Created Subplot Story Tree algorithm to decompose complex narratives into hierarchical subplots, enabling enhanced story comprehension and detailed character analysis
Engineered content scene mapping infrastructure using fine-tuned transformer models to associate generated content with precise timestamps, delivering contextually relevant information at exact viewing moments
Implemented the LLMOps platform, ensuring efficient, reliable, and scalable LLM utilization across production systems
Platform & Infrastructure
Built Cosmo Observability Platform as a consumer app proxy, providing comprehensive analytics on movie titles and content performance to drive ML system optimization
Deployed Workflow Orchestration Platform using self-hosted Prefect for automated data retrieval, ingestion, and research pipeline management
Developed a comprehensive content management platform with FastAPI backend for optimized CRUD operations and a Python client interface for seamless research pipeline integration
Product Features & Applications
Created "Catch Me Up!" interactive feature delivering personalized recaps, character insights, and thematic breakdowns for enhanced viewer engagement
Spearheaded the Sports Match Post Generator System, automating engaging content creation for pre-game, in-game, and post-game coverage across international sports events

Senior Research Engineer & Open Source Maintainer

Lightning AI2021-01-11 – 2023-01-11

Lightning AI is a leading MLOps startup that makes it easy to build, train, fine-tune, and deploy models.
PyTorch Lightning is a lightweight PyTorch framework for high-performance AI research (~31k stars, ~5m monthly downloads).
Major collaborators and led features with: PyTorch team at Meta, TPU XLA team at Google, AI Economist team at Salesforce, Habana team at Intel, Sagemaker team at Amazon, and a few more.

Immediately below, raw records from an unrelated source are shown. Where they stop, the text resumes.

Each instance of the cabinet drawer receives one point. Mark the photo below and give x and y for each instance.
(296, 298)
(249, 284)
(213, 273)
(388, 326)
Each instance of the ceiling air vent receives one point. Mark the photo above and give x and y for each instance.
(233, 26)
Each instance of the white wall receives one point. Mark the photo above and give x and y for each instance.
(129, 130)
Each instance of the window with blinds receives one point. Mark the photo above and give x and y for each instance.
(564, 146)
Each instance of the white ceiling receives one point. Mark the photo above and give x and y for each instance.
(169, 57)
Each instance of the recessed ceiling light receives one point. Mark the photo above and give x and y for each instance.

Pioneered TPU Pod training feature with Lightning, making it the first PyTorch framework to offer this capability.
Spearheaded initial development of the Generative AI Muse App
Core contributor to the new stable accelerator and strategy API.
Led the stable development for training on TPU Accelerator.
Drove integration of Habana Accelerator with Lightning.
Led the WarpDrive Lightning integration with Salesforce.
Presented at major technical conferences including ODSC Boston, ODSC Europe, ODSC West, Geekle Data Science Summit, FOSSUnited and a few more.
Led the integration of Rich Progress Bar for PyTorch Lightning.
Co-led the initial Lightning Documentation Revamp.
Established procedural pipeline for app development and submission with the product team.
Developed multiple Lightning apps, including Video Search and HackerNews App.
Worked on integrating Sagemaker Distributed Training Strategy.
Added support for the Object Detection Task in Lightning Flash.
Consistently contributed to Lightning projects through feature development, bug fixes, code reviews, releases, refactors, and technical blog posts.